Der Autor stockt, weil die Produzentin hektisch mit den Händen wedelt –

Autor

Ähm –

Redakteurin

Was?

Die Produzentin macht ein bittendes Gesicht zum Autor –

Autor

Gut, ich werde mal sehen…

Dramaturgin

Womit wir allerdings eine weitere Horizontale hätten?!

Redakteurin

Oh ja. – Mhm. – Also dann nur ganz klein!

Produzentin

Wie siehts denn mit der Besetzung aus?

Redakteurin

Unser Programmdirektor hätte für den Antagonisten gern Elyas M’Barek.

Der Autor schaut entgeistert.

Produzentin

Ja… Macht der denn überhaupt Fernsehen?

Redakteurin

Och… Wenn das Buch gut ist?! Was sagt unser Regisseur dazu?

Produzentin

Der ist… gerade kurz draußen.

Die Produzentin bedeutet der Dramaturgin gestisch, den Regisseur reinzuholen. Die Dramaturgin huscht hinaus.

Produzentin

Aber ich glaube, er findet das ganz okay.

Autor

Moment! Aber der Antagonist ist 50 und das muss er auch sein, wegen seiner Stasi-Backstory und –

Redakteurin

Achso, Stasi finde ich sowieso irgendwie….

Die Dramaturgin kommt wieder herein, ohne den Regisseur.

Autor

Aber die Stasi-Backstory hatten wir doch ausführlich besprochen?

Redakteurin

Ja, aber es gab schon WEISSENSEE und bald kommt DEUTSCHLAND 86… lasst uns das einfach noch mal ganz neu denken!

Produzentin

Du, immer gerne! Nur: Elyas M’Barek… Ich weiß nicht, ob unser Budget…

Autor

Moment, also selbst wenn, und selbst wenn ich die Rolle jünger mache – das ist ein traumatisierter Killer! Das passt doch gar nicht zu Elyas M’Barek!

Redakteurin

Zur Not nehmen wir Fahri Yardim!

Der Regisseur ist hereingekommen, hat das Letzte gehört.

Regisseur

Mit Fahri bin ich mal geflogen, super Typ!

Dramaturgin

Also, ich find den auch ganz süß, so…

Redakteurin

Gut, Ihr Lieben, dann machen wir das so. Fein! Ich freu mich auf die nächste Fassung! In einer Woche?

Der Autor schüttelt entsetzt den Kopf, die Produzentin sieht ihn flehend an.

Autor

Ich… kanns versuchen.

Die Produzentin lächelt erleichtert.

Redakteurin

Super, Danke euch für das schöne Gespräch, Tschü-hüs!

Alle atmen kurz durch. Aber dann hören sie die Stimme der…

Redakteurin

Herr-gott…

Alle schauen auf das Telefon. Offenbar hat die Redakteurin vergessen aufzulegen.

Redakteurin

Wenn das schief geht, lande ich wieder im Vorabend.

Die Produzentin beendet die Verbindung.

Autor

(zur Produzentin) Wieso sollte ich denn eben nichts sagen?

Produzentin

Unter uns: ich hab noch zwei Neunziger bei der Redaktion liegen, die noch kein grünes Licht haben, du verstehst?
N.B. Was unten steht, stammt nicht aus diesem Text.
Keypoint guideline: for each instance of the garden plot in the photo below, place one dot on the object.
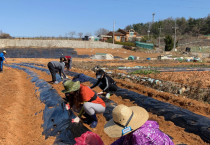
(191, 122)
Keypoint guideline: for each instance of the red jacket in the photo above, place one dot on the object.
(86, 94)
Der Regisseur erhebt sich.

Regisseur

Ich muss. Mein Flieger.

Produzentin

Du hast weiter keine Anmerkungen?

Regisseur

Hauptsache visuell! Den Rest mache ich in der Regiefassung!

Der Autor schluckt. Der Regisseur geht hinaus.

Produzentin

Fein, dann ist ja alles klar: Hafen raus, Elyas rein. Stasi vielleicht, aber nicht wie in WEISSENSEE, Sexual Tension, aber nicht zu sexual, Horizontale ja, aber nur klein.

Der Autor schluckt.

Produzentin

Das wird gut, Thomas! Die großen Bögen sind jetzt klar, und wenn du Fragen hast, rufst du Dorothea an!

Die Produzentin rauscht hinaus. Die Dramaturgin schaut den Autor aufmunternd an.

Dramaturgin

Wollen wir noch mal über Want und Need der Heldin reden?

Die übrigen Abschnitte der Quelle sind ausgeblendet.